Consequently, the Kafka system should better facilitate the sharing of data between teams for business insights and collaborations.
"The main thing is it's not going to be so ad hoc as it was previously, so there'll be a defined path to integrate your data into a production system", Ryan Prout stated. "You can still do things locally, but if you want to share with others and have data contracts with other teams, this will allow for that."
Other internal applications will also benefit from Kafka streaming. The Resource and Allocation Tracking System (RATS) Report, a customer relationship tool that tracks supercomputer users and projects at the National Center for Computational Sciences (NCCS), will see a big upgrade in the immediacy of its reports. Currently, the RATS team conducts a once-a-day input of all job metrics from the previous day - job logs from various machines, file system usage data, downtime events, GPU data, project and allocation data, etc. Now that information will arrive in an up-to-the-minute dataflow.
"Before, you would have to make decisions on the next day based on the previous day's data.

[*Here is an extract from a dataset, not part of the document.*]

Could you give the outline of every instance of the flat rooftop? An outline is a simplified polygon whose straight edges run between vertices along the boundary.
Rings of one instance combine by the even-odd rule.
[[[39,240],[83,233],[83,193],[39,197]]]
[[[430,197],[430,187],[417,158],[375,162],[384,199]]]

But now we're getting this stuff in real-time streaming and we're able to make decisions based on the last 5 minutes of data", Stefan Ceballos stated.
Scott Simmerman, an HPC software engineer in the User Assistance and Outreach group who is currently integrating the available Kafka data feeds into RATS Report, said the shift to Kafka will also help gather job data from special sources, such as the Compute and Data Environment for Science (CADES), an integrated computing infrastructure.
"Currently the process for getting job logs from CADES has lots of moving parts and can be a pain to set up and maintain", Scott Simmerman stated. "With Kafka, it's just a matter of them publishing their job logs to Kafka and then us consuming them - with no files moving around different file systems."
Once more data sources are connected to the Kafka platform, the CAM team plans to focus on new ways to process and visualize the data, making it easily accessible to NCCS personnel. From there, intelligent applications can be built to make automated decisions based on this data, improving operational efficiency.
"The first phase of any intelligent system is gathering data, so once we gather all this data, we can start putting it into applications that make decisions based on that data over time", Ryan Prout stated. "That's the ultimate goal - to make it an intelligent facility."
There will be a reoccurring Kafka User Group meeting on the second Tuesday of every month starting January 14, 2020, from 2-2:30 p.m. in Building 5600, Room E202.